We also evaluated the T-cell responses to the FS antigens and found that the Mock vaccinated group had a moderate T-cell response to the shared antigens in the BC-FAST vaccine but did not react with the PCV antigen peptides, as measured by ELISpot of mouse splenocytes (Fig. 5a,c). However, vaccination with the BC-FAST (n.s.) vaccine or PCVs (p = 0.01) did produce a T-cell response to pooled peptides in most of the mice (Fig. 5a,c, Supplementary Fig. 7). However, addition of ICI to either group did not significantly affect the number of reactive T-cells (Fig. 5b,d). The T-cell response against the 4T1 tumor cells was measured and as expected, there was little reactivity in the Mock group. However, the BC-FAST, BC-PCV and PC-FAST vaccinees had significant T-cell responses against the tumor in most of the vaccinated mice (Fig. 6).
BC-FAST evokes a robust cellular immune response
To better understand the phenotype of the T-cell populations produced by the BC-FAST vaccine, we used FACS to evaluate the cytokine-producing T cell populations in naïve BALB/c mice and vaccinated tumor-bearing mice with splenocytes stimulated in vitro by BC-FAST peptides (Fig. 7). In naïve mice, we observed the presence of CD4+ T-cells producing IFN-γ, TNF-α, or IL-2 cytokine in response to ex vivo stimulation by the shared FS peptides. This indicates a Th1 subtype profile, but no polyfunctional T-cells were observed. Naïve CD8+ T cells showed a high frequency of single-positive cells for cytokines (IFN-γ, TNF-α or IL-2) and granzyme B, with low frequency of triple-positive effector cells (IFN-γ, TNF-α and Granzyme B). Interestingly, we observed a small frequency of IFN-γ and PD-1 double positive cells in both CD4+ and CD8+ T-cells. PD-1 expression in effector T cells has a complex significance, suggesting both T cell dysfunction as well as T cell activation/high avidity[24]. These data indicate the immunogenicity of these peptides and their ability to induce antigen-specific effector cells.
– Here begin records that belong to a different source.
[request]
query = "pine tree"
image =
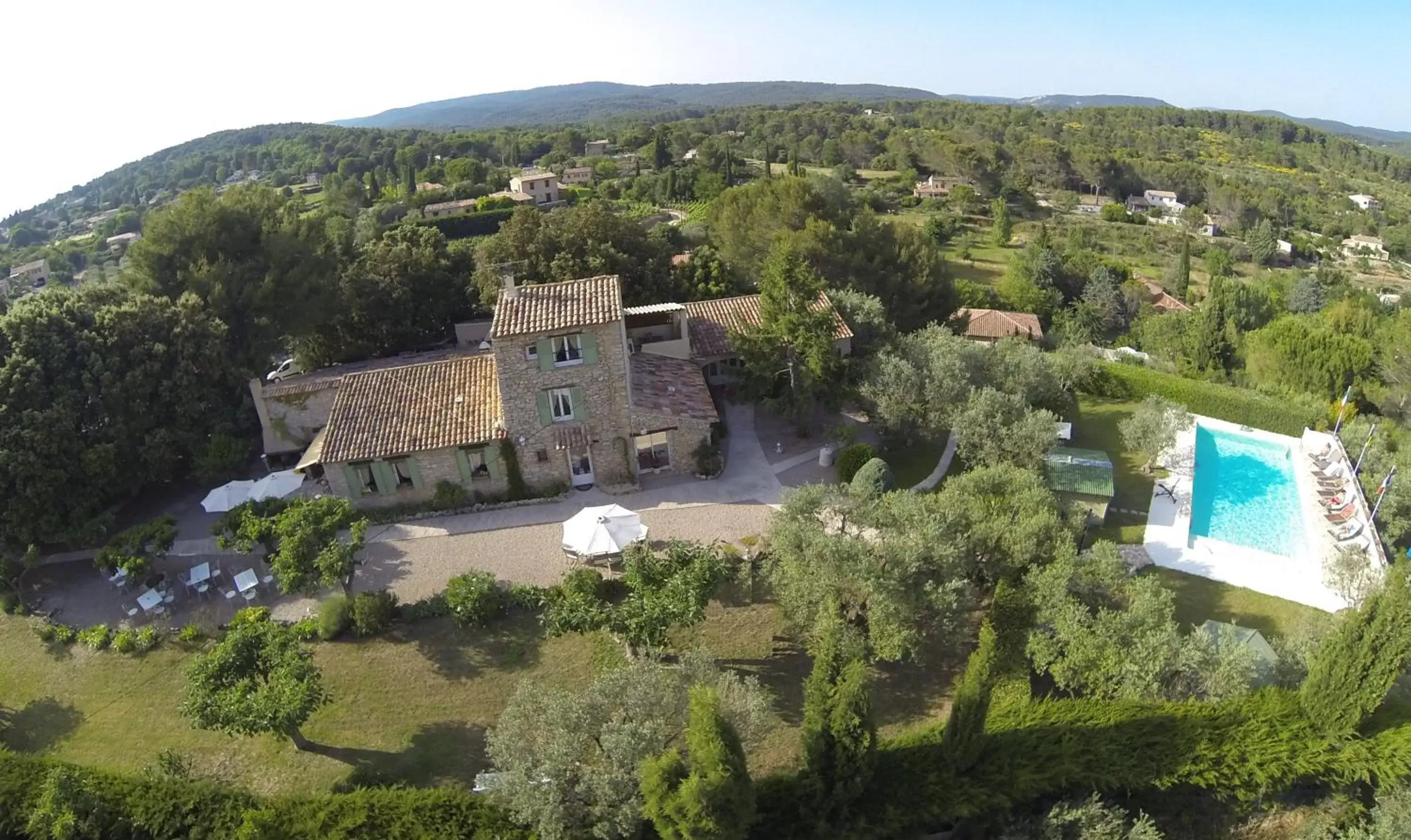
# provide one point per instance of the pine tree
(1262, 243)
(839, 732)
(1004, 228)
(1359, 661)
(706, 795)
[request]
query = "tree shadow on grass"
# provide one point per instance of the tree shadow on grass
(39, 726)
(449, 752)
(463, 653)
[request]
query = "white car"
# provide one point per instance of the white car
(287, 369)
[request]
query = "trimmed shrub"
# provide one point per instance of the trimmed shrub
(96, 637)
(871, 481)
(335, 618)
(428, 608)
(475, 599)
(851, 460)
(1287, 415)
(373, 612)
(125, 642)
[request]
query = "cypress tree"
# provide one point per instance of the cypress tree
(707, 794)
(1359, 661)
(839, 732)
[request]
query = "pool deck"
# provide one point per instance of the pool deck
(1297, 579)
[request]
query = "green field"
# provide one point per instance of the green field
(411, 706)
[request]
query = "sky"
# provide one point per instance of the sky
(112, 82)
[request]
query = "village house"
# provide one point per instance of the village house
(1365, 246)
(991, 325)
(542, 187)
(122, 240)
(576, 175)
(568, 388)
(36, 273)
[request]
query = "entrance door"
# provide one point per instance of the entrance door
(580, 465)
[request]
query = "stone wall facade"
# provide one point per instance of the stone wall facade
(604, 415)
(683, 436)
(435, 467)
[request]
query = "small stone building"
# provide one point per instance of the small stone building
(1081, 479)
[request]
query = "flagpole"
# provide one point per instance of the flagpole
(1361, 455)
(1382, 493)
(1347, 396)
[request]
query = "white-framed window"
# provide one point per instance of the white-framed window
(568, 350)
(561, 404)
(476, 461)
(366, 481)
(652, 452)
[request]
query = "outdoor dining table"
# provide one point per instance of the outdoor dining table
(247, 581)
(150, 601)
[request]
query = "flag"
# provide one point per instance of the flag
(1386, 482)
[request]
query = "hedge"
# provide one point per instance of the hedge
(139, 808)
(1286, 415)
(465, 225)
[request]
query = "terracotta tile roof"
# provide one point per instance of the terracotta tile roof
(712, 321)
(997, 324)
(549, 307)
(675, 387)
(414, 408)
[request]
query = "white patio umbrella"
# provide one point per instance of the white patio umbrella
(228, 496)
(604, 530)
(277, 485)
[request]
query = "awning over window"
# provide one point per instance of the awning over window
(314, 454)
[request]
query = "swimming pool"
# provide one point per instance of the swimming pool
(1246, 493)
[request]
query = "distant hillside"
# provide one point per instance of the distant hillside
(589, 101)
(1399, 142)
(1066, 101)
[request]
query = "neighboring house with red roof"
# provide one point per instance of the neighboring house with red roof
(573, 387)
(991, 325)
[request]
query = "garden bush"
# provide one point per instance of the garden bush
(871, 481)
(851, 460)
(125, 642)
(96, 637)
(476, 598)
(428, 608)
(335, 618)
(373, 612)
(1287, 415)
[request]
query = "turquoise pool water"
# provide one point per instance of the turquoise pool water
(1246, 493)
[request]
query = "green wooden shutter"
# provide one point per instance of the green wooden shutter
(353, 479)
(386, 478)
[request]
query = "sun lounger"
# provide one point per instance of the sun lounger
(1344, 515)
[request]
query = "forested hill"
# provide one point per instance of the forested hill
(595, 101)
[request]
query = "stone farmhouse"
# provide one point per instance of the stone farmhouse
(573, 390)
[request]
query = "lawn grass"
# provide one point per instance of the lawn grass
(1095, 427)
(912, 464)
(411, 706)
(1198, 599)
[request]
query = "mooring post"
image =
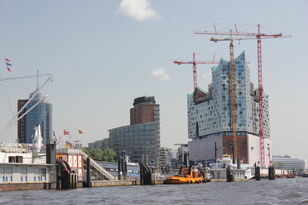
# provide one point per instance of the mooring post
(88, 172)
(230, 176)
(257, 173)
(271, 173)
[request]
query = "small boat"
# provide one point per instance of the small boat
(290, 176)
(188, 175)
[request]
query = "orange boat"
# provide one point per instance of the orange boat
(188, 175)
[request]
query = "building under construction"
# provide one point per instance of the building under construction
(209, 117)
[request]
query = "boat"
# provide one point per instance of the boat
(188, 175)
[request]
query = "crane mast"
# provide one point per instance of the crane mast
(194, 62)
(233, 103)
(251, 36)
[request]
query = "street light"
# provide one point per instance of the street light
(231, 144)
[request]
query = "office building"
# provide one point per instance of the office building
(102, 144)
(141, 139)
(209, 117)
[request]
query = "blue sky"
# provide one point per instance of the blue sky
(103, 54)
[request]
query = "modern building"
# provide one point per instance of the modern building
(141, 139)
(145, 110)
(104, 143)
(39, 112)
(288, 163)
(209, 117)
(165, 159)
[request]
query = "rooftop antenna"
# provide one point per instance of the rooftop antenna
(37, 80)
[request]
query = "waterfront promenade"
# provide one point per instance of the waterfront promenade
(279, 191)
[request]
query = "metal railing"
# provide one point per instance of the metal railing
(100, 169)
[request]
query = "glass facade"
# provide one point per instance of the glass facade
(211, 117)
(141, 142)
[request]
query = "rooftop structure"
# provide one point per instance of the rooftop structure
(209, 116)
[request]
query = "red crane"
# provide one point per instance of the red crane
(252, 36)
(194, 62)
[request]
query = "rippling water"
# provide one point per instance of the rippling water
(280, 191)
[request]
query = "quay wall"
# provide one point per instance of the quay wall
(26, 186)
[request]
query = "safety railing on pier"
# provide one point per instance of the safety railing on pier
(96, 166)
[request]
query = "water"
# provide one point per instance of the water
(280, 191)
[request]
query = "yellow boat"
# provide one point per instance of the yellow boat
(188, 175)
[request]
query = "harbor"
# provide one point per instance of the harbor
(282, 191)
(149, 102)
Mock vaccinated mice had a predominantly Th1 CD4+ T-cell response with production of IFN- γ and CD8+ T-cells that were positive for IFN-γ or granzyme B. In contrast, BC-FAST vaccinated mice, both with and without ICI treatment, had T-cells that could produce effector cytokines (IFN-γ, TNF-α or IL-2 ) and degranulate (Granzyme B). Furthermore, we detected an increased frequency of CD4+ T cells producing granzyme B indicating their cytotoxic activity (CTL), possibly as a result of chronic exposure to the tumor [25]. Similar to naïve mice, we detected an increase in the frequency of cells single and double-positive (with IFN-γ) for PD-1, indicating a exhaustion/activation phenotype. Altogether, these data demonstrate that FAST vaccination induces T-cells with potent ability to produce both effector cytokines and degranulate, despite PD-1 expression.